According to Stefano Russo, texts, objects, images should be preserved, listened to and also considered on the basis of their reciprocal links. Objects and images should be source of survival and have the possibility to be redeemed, through continuous recoding and search of relations. This insight on looking at time through objects gives the chance to recompose fragments of existence in order to construct a collection of worlds. Stefano believes art is a constellation of fragments and traces, and work after work, he seems to point out a precarious yet balanced temporality, resulting in exhibitions halfway in between an archive and an ethnographic museum. A research, a collection, and an exhibition in which every single fragment of existence recreates a multiple intersection of memory and identity. In Stefano Russo’s works small things and common images seize a powerful emotional and evocative role – in the same way relics and repertoires do – as departing points for a journey. The connection between the self and the world is inevitable.

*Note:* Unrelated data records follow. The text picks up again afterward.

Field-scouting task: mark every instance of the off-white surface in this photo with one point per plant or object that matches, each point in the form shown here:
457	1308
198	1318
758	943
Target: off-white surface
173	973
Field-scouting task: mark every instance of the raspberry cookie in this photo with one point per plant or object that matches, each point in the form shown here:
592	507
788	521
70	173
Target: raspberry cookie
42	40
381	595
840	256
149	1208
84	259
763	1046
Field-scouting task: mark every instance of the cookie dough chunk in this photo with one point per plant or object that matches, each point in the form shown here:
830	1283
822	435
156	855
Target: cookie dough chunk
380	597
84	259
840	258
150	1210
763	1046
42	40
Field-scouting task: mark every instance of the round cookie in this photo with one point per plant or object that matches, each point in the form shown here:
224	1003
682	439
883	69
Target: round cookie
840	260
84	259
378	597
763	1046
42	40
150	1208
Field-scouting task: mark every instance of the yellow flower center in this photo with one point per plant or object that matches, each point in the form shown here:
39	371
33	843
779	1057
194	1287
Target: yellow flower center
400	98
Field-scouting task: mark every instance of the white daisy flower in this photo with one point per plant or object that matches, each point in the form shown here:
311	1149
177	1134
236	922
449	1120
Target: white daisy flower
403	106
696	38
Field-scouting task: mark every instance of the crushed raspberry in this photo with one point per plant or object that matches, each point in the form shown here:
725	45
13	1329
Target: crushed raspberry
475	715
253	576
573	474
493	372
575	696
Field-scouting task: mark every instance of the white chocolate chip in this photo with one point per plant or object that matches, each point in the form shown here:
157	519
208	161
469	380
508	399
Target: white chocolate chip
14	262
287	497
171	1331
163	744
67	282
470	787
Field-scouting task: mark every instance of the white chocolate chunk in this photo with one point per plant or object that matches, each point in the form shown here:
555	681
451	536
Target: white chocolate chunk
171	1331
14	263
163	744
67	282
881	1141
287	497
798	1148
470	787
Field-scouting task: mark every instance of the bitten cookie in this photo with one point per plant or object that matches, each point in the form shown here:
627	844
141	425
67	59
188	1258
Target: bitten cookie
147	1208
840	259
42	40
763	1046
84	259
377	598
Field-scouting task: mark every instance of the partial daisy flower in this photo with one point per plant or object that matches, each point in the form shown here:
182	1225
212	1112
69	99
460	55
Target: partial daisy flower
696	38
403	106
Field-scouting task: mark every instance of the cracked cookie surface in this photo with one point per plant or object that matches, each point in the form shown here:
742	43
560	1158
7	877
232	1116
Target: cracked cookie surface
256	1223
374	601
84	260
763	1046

Almost as if to underline the ineffability of absence, of a vanishing act, and the memory, this research is also a reflection on the loss of identity through a collecting act, gathering and recycling; a way to narrate life throughout the underlying scrap between architectural compositions and the obsessive centrality objects have, thus creating a geometrical development which generates rigorous harmony, an intimate thought, a memory, an emotion.
Just like Aby Warburg, Stefano Russo strongly believes books and images represent memory materially and allegorically, and that objects are a vehicle and symbol of continuity. Infact, Warburg conceived an ‘atlas’ of the human expressive potential, enhancing the complex structure of the human cultural code. Warburg’s approach to the research’s objects wasn’t based on continuity or familiarity, but on all which was incongruent and enigmatic, considering each detail as a fragment of an unknown whole. Warburg was interested in all that was tiny and miniscule. He never considered history as a solid heritage, but more as something made of rejections, downfalls, overthrows, references. Similarly, according to Warburg, images and artworks are permeated with information from the memory but also of ambiguity and enigmas.

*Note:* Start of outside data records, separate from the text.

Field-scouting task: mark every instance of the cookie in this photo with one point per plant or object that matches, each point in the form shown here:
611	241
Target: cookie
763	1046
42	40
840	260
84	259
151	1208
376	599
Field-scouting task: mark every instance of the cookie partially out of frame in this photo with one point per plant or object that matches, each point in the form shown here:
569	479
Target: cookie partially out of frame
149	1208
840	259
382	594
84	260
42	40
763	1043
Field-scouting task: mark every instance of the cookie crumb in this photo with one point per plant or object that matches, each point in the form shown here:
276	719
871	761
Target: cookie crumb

In this series of artworks, Stefano Russo emphasizes enterprising connections with the typically enigmatic sequence of imagery. Stefano’s suitcases and trunks draw closer to the notions of processing, elaborating, collecting, in the same way as Borges’ chaotic enumerations or Lullo’s “thinking machine”. For Stefano Russo, art is a sort of ‘montage’ of time, a different regime of temporality, and therefore a contrast of history and memory, a procedure from which it is possible to acquire the idea of an ‘atlas’, a tool for visualizing knowledge. A hybrid form to organize knowledge, the unexpected or even chaos.